Monitoring early dynamic changes of plasma cell-free DNA and pretreatment pre-albumin to predict chemotherapy effectiveness and survival outcomes in advanced non-small cell lung cancer

Jia Chen; Jingjing Shao; Xunlei Zhang; Sheng Wei; Hongyu Cai; Gaoren Wang

doi:10.21037/atm-22-12

Monitoring early dynamic changes of plasma cell-free DNA and pretreatment pre-albumin to predict chemotherapy effectiveness and survival outcomes in advanced non-small cell lung cancer

Ann Transl Med. 2022 Mar;10(5):253. doi: 10.21037/atm-22-12.

Authors

Jia Chen¹, Jingjing Shao², Xunlei Zhang¹, Sheng Wei³, Hongyu Cai⁴, Gaoren Wang³

Affiliations

¹ Department of Medical Oncology, The Affiliated Tumor Hospital of Nantong University & Nantong Tumor Hospital, Nantong, China.
² Key Laboratory of Cancer Research Center of Nantong, The Affiliated Tumor Hospital of Nantong University & Nantong Tumor Hospital, Nantong, China.
³ Department of Radiation Oncology, The Affiliated Tumor Hospital of Nantong University & Nantong Tumor Hospital, Nantong, China.
⁴ Department of Hepatobiliary Surgery, The Affiliated Tumor Hospital of Nantong University & Nantong Tumor Hospital, Nantong, China.

Abstract

Background: This study aimed to determine whether plasma cell-free DNA (cfDNA) and pretreatment parameters provide useful therapeutic response and prognostic information for advanced non-small cell lung cancer (NSCLC) patients.

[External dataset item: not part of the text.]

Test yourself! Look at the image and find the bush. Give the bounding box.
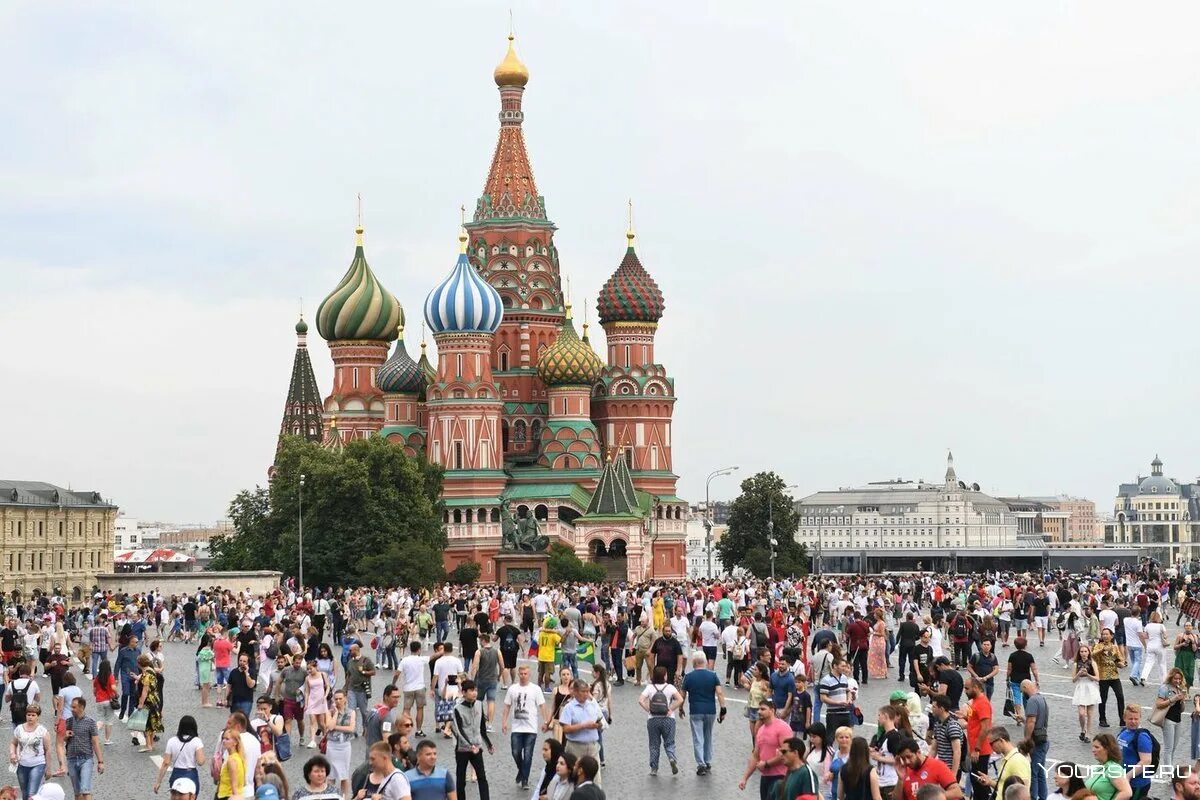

Methods: A total of 114 patients with advanced NSCLC who underwent systemic chemotherapy were included in this study. Detection of plasma cfDNA concentration and blood parameters before and at the sixth week after treatment was performed. The prognostic value of cfDNA dynamic changes and laboratory parameters was determined via a receiver operating characteristic (ROC) curve, and then analyzed by comparing with the therapeutic efficacy and progression-free survival (PFS). Based on the ROC curve, it revealed a pretreatment pre-albumin (PA) concentration of 21.7 mg/dL was the cut-off value. The Cox proportional hazards regression model was used to evaluate the predictive factors for treatment response and PFS via univariate and multivariate analyses.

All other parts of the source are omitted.